Saturday, February 28, 2009

40? or 46?

I have a question for you.

How many days in Lent?

If you answered "40", huh-uh. There are 46!

"Are you kiddin' me?" you may be asking.

Would I do that? Of course not!

OK. Let's do the math and you can figure it out for yourself. But let's do it backwards -- it's easier that way.

Lent begins with Ash Wednesday and ends the day before Easter. This year Easter falls on April 12th. Take the preceding 11 days of April, add the 31 days of March and you come up with 42. Ash Wednesday was on Feb. 25th, so add the last four days of February and you have 46 days!

What a predicament, especially when you always thought Lent was 40 days. Is there an explanation for this seeming discrepancy? Yes, there is.

Christ's disciples, being Jewish, observed the Sabbath (our Saturday) as their day of worship and rest, because Genesis tells us that God rested on the seventh day. Christ, however, rose from the dead on Sunday, the first day of the week. So the early Christians (including the original disciples) viewed the Resurrection as a new era and transferred the sabbath from Saturday to Sunday.
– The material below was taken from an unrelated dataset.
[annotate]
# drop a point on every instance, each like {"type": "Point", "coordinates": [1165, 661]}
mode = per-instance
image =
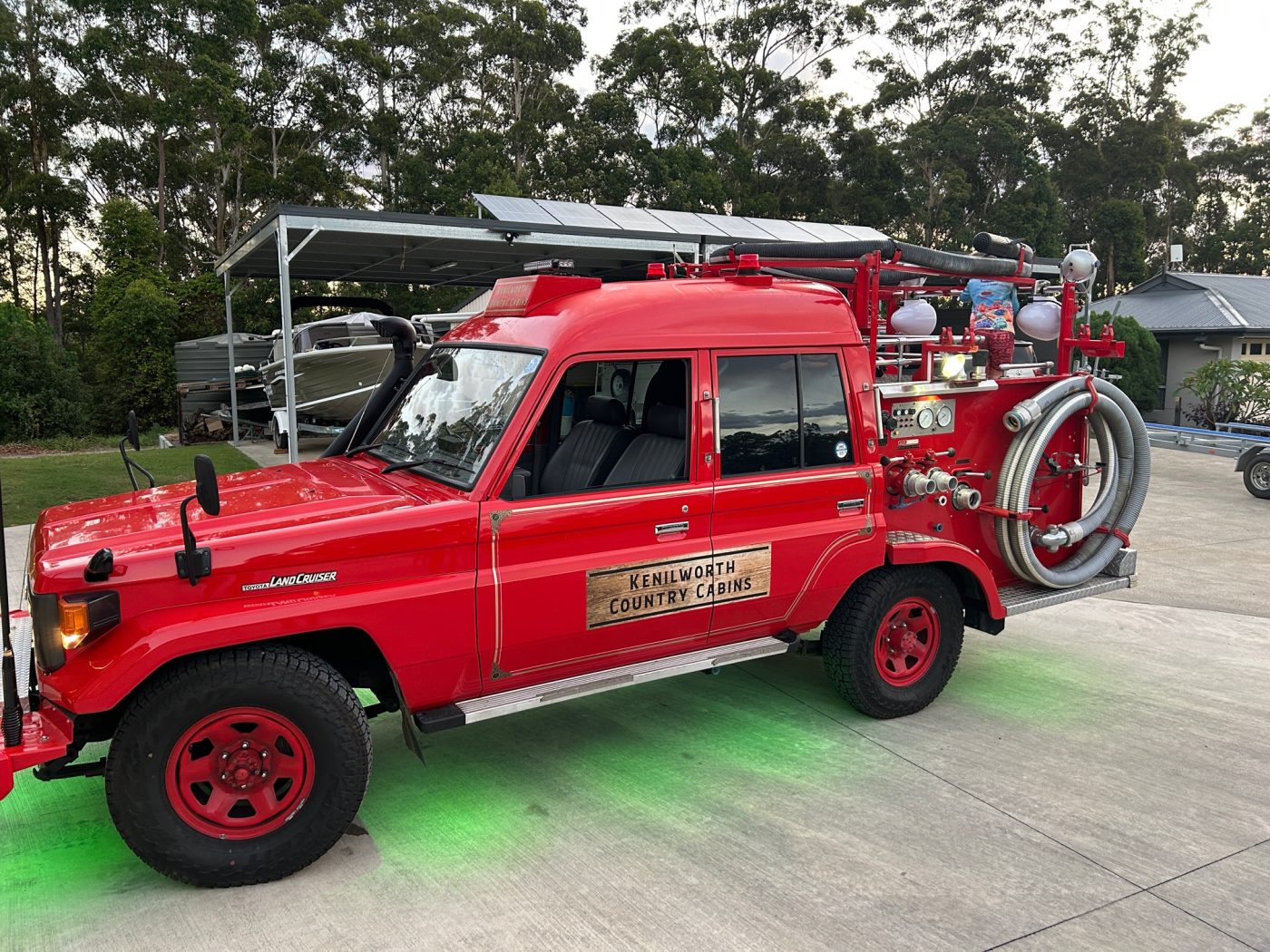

Early Christians, however, considered Sunday, the Lord's Day, to be a day of celebration, not fasting, and Lent is primarily a time of fasting and prayer. So Sundays were not included in the count when the Church expanded the period of fasting and prayer in preparation for Easter from a few days, originally, to 40 days.

(Forty days, incidentally, was a reminder of the forty days Christ fasted in the desert prior to beginning his public ministry.)

Consequently, to get a forty-day count for Lent, one must include six weeks of six days each for fasting and prayer (that's 36 days), plus Ash Wednesday and the Thursday, Friday, and Saturday following. Add those 4 days to the 36 and you have the 40 days of Lent -- excluding the six Sundays.

More later. After all, we have 6 extra days to explore the subject of Lent more fully.